Je voulais souligner que j'ai souvent visité le centre de villégiature de St. Eugene au cours des dernières années. J'habite à Sparwood, alors j'y vais plusieurs fois par an. Mon étude environnementale du terrain de golf est un peu frustrante et j'ai encore des choses à apprendre, et mes études financières au casino ne vont pas très bien. Ceci dit, c'est un endroit formidable à visiter. La chef Sophie a fait un travail phénoménal là-bas, de même que la chef Kathryn.

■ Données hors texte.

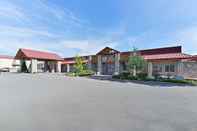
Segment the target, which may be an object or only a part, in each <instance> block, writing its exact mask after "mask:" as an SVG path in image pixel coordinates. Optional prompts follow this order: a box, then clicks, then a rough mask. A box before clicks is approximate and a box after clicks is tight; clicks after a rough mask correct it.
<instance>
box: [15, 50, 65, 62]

C'est un centre de villégiature exceptionnel.
La parenthèse étant faite, je voulais parler de certaines choses que vous avez mentionnées et voir ce qu'il en découlera.
Tout d'abord, j'aimerais vous féliciter, chef Louie, pour l'annonce qu'a faite tout récemment le premier ministre de la Colombie-Britannique. Si j'ai bien compris, le nouveau pénitencier sera construit sur votre territoire. Je me demandais si vous pouviez nous en parler un peu du point de vue du développement économique, et nous dire ce que cela représente pour vous, votre population et pour l'avenir. Pensez-vous que c'est une ouverture de la part de la province, c'est-à-dire que vous étiez en train de passer à côté d'une belle occasion, et c'est maintenant l'occasion pour vous d'en profiter pour aller de l'avant?
J'aurais une deuxième question pour vous, chef Louie. Vous nous avez dit que ce n'était pas la bonne formule. Quelle serait la bonne formule, selon vous? Avez-vous quelque chose à nous proposer? Je suis sûr que vous avez fait des suggestions au ministre, mais j'aimerais les entendre aujourd'hui.
Je vais commencer par ces deux questions, monsieur le président. Je verrai par la suite s'il me reste du temps.
Je vais commencer par la formule, parce que c'est ce qui me dérange le plus.
Une personne raisonnable devrait bien voir que la formule ne fonctionne pas. On oublie la modification de la Loi sur les Indiens; pourquoi ne pas simplement changer la formule? Le gouvernement a mainmise là-dessus.
Quoi qu'il en soit, nous l'avons demandé au ministère, nous l'avons demandé au ministre, et nous avons soumis le tout par écrit. Je me fais malmener par les autres chefs du pays qui veulent investir davantage dans le ministère du Dévelopement de l'enfance et de la famille, ou encore dans les centres de traitement et les services sociaux, entre autres choses.
Je leur répète sans cesse de jeter un oeil sur ce qui s'est passé. Ils veulent plus d'argent pour traiter les différents symptômes, mais si la moitié de notre population se retrouve dans un centre de traitement, c'est que les gens n'ont pas d'emploi. C'est l'immobilisme qui vient avec le chômage qui les tue. C'est pourquoi une fois sur deux les gens atterrissent en prison: ils n'ont pas d'emploi. Travailler, c'est préserver sa dignité.
Le chef national parle des taux de décrochage. Ce n'est pas un problème exclusif aux nations autochtones. Tous les quartiers défavorisés présentent des taux de décrochage élevés. Les taux d'incarcération sont élevés, les troubles sociaux sont bien présents et la pauvreté règne.
Qu'est-ce que nous disent les infirmiers et infirmières au Canada? Le premier indicateur de l'état de santé de quelqu'un est son revenu personnel. Comment obtient-on un revenu personnel? Votre revenu personnel provient de votre emploi, et c'est la même chose pour moi. À moins de se lancer dans le trafic de la drogue ou d'attendre de gagner à la Lotto 6/49, il faut un emploi pour avoir un revenu personnel.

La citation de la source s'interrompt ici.